I reminded Margolin of the stories about Muddy taking a beer bottle and shaking it up and putting it through his pants so it looked like he was ejaculating in the crowd.
“I have heard that story, but there is another story that I heard from Nappy about Muddy and B. B. King. The way B. B. told it is the other people playing on the show were backstage at the Paramount Theatre when they heard the crowd going completely insane, and he looked out to see what Muddy was doing, and apparently he was doing “Mannish Boy” with his dick out.
“Nappy told me the same story except I guess he kind of play acted it or something. He kinda showed what it looked like swaying in the breeze, but Muddy said, ‘I didn’t realize my pants opened up when I was doing that song, and I went, “I’m a man, I’m a man,” and I looked down and saw I’m a man.’

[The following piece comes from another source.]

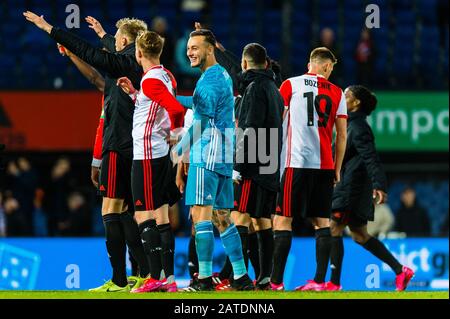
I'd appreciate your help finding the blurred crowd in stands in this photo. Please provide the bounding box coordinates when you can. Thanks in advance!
[0,157,449,238]
[0,0,449,90]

Bob Margolin keeps more than the Muddy Waters legacy alive. His performances and the album My Road almost bring Muddy back. It’s almost as if he weren’t gone. I can’t think of another artist who’s done that any better for a postwar legacy artist. He has done more to continue that feeling, that emotion, that wonder, that joy of Muddy than any other artist I can think of. And he’s done it in his songwriting and his music journalism, too.
“It would be very easy for me to say, ‘Deliberately, don’t put anything on here that will remind anyone of Muddy,’” explains Margoilin. “I felt it would be dishonest to do that. At the same time I wanted to go beyond what I’ve done before singing and playing and songwriting with depth and telling my own stories.